I want to extract the URL from within the anchor tags of an html file. This needs to be done in BASH using SED/AWK. No perl please.
What is the easiest way to do this?
Thanks a lot.
I want to extract the URL from within the anchor tags of an html file. This needs to be done in BASH using SED/AWK. No perl please.
What is the easiest way to do this?
Thanks a lot.
An example, since you didn't provide any sample
awk 'BEGIN{
RS="</a>"
IGNORECASE=1
}
{
for(o=1;o<=NF;o++){
if ( $o ~ /href/){
gsub(/.*href=\042/,"",$o)
gsub(/\042.*/,"",$o)
print $(o)
}
}
}' index.html
You can do it quite easily with the following regex, which is quite good at finding URLs:
\b(([\w-]+://?|www[.])[^\s()<>]+(?:\([\w\d]+\)|([^[:punct:]\s]|/)))
I took it from John Gruber's article on how to find URLs in text.
That lets you find all URLs in a file f.html as follows:
cat f.html | grep -o \
-E '\b(([\w-]+://?|www[.])[^\s()<>]+(?:\([\w\d]+\)|([^[:punct:]\s]|/)))'
I am assuming you want to extract a URL from some HTML text, and not parse HTML (as one of the comments suggests).
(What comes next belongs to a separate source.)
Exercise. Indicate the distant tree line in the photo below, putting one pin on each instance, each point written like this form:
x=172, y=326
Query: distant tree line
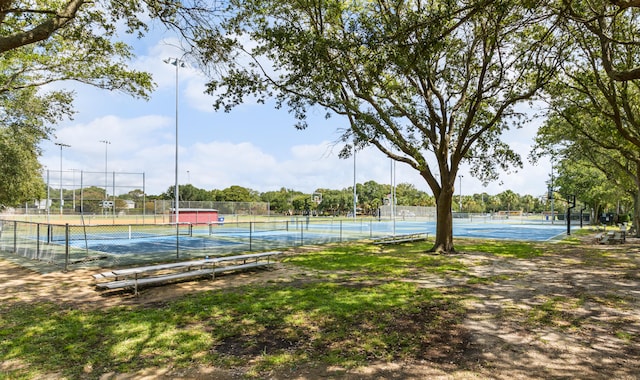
x=370, y=196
Believe it or not, someone has already done this.
OT: The sed website has a lot of good information and many interesting/crazy sed scripts. You can even play Sokoban in sed!
You asked for it:
$ wget -O - http://stackoverflow.com | \
grep -o '<a href=['"'"'"][^"'"'"']*['"'"'"]' | \
sed -e 's/^<a href=["'"'"']//' -e 's/["'"'"']$//'
This is a crude tool, so all the usual warnings about attempting to parse HTML with regular expressions apply.
You could also do something like this (provided you have lynx installed):
lynx -dump -listonly my.html